The closure of the Sunoco refinery also plays into the Grand Game - the world-wide competition to provide energy. New refineries are under construction world-wide, and a couple of major expansions are underway in the U.S. India started up a very large refinery almost a year ago, and is exporting the products, some of which are imported by the U.S. Excess refining capacity drives down the price of petroleum products - this is basic economics - and that encourages greater consumption. More and more refineries will close, especially those that are smaller and inefficient compared to the larger and modern refineries.
As petroleum prices decrease, the economic incentives for renewable power plants also decrease. Hybrid electric, and pure electric vehicles have an initial cost premium that is supposed to be offset by the fuel savings - but only if petroleum fuels are sufficiently costly. At this time, the additional $3 to $4 thousand premium for a hybrid vehicle is simply not a wise investment.
Obama's Cash for Clunkers program accelerated the purchase - distorted the market - of high-miles-per-gallon vehicles and the (literal) destruction of older, gas guzzling cars. Thus, the demand for gasoline is lower than it otherwise would be, the gasoline price is also lower, and refineries in the U.S. are shutting down. Yet, now the automotive companies see fewer customers following the Cash for Clunkers fiasco, as a person with a new car will not likely set foot in a car dealership for several years.

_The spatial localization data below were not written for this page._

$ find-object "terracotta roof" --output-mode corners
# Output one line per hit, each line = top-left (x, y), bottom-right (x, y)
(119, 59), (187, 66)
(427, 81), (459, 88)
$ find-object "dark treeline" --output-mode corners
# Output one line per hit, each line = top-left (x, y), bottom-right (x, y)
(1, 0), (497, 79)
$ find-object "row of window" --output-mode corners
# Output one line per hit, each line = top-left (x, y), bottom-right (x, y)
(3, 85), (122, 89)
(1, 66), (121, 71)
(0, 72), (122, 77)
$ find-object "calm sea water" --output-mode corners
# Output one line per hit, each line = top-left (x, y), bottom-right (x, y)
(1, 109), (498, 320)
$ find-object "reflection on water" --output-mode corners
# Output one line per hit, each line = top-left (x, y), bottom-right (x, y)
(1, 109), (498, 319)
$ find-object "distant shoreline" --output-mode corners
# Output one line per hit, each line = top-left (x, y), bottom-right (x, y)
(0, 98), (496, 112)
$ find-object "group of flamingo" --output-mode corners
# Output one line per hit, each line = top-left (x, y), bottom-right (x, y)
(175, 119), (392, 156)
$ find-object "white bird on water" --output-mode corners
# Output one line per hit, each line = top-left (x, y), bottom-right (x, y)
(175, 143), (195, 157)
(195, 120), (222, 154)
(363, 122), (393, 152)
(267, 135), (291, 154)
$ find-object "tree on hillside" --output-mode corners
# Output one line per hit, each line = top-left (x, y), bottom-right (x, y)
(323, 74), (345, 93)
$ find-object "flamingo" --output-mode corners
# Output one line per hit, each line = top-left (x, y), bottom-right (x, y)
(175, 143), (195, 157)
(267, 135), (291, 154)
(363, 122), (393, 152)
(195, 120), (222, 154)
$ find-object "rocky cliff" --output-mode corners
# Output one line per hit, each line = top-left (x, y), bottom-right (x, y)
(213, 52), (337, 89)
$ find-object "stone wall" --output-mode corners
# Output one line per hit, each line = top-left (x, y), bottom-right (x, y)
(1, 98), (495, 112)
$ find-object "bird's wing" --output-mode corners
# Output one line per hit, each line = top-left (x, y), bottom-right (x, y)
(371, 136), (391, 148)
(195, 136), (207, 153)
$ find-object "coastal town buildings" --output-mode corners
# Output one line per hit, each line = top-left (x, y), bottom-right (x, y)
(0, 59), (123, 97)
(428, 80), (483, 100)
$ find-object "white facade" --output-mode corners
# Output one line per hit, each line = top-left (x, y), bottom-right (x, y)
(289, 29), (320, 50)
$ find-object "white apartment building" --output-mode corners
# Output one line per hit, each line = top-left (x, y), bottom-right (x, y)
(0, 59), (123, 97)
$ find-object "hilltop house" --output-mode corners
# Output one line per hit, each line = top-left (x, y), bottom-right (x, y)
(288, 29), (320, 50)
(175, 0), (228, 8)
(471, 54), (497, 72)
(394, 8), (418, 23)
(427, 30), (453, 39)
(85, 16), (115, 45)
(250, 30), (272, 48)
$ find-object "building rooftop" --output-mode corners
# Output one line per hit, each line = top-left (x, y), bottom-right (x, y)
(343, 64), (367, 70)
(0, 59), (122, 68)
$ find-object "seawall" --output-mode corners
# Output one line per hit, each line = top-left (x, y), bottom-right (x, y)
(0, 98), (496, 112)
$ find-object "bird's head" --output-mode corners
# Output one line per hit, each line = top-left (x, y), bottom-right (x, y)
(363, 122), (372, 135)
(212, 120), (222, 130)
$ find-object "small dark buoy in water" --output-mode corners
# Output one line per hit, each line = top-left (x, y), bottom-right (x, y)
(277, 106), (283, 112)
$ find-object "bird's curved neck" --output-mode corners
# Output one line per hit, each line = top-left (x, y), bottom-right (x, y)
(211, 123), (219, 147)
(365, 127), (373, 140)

And so it goes in the Grand Game. Hybrid cars that are not worth the price, oil refineries shutting down, fossil-fuel workers out of work, renewable power plants stagnating due to low economic incentives, and oh yes, crops barely beating the killing freeze this year to provide raw material for the bio-fuels industry. Who knows what the summer of 2010 will bring in that arena.
One wonders if the farmers will be asked to hire more workers as green jobs, and park the tractor in the barn. We tried that for centuries, using manual labor on farms. Those are exhausting, monotonous jobs that paid very low wages. Still, they are green jobs. There are approximately 700 newly-jobless workers in the New Jersey area. Does anyone think that farmers will hire any of them?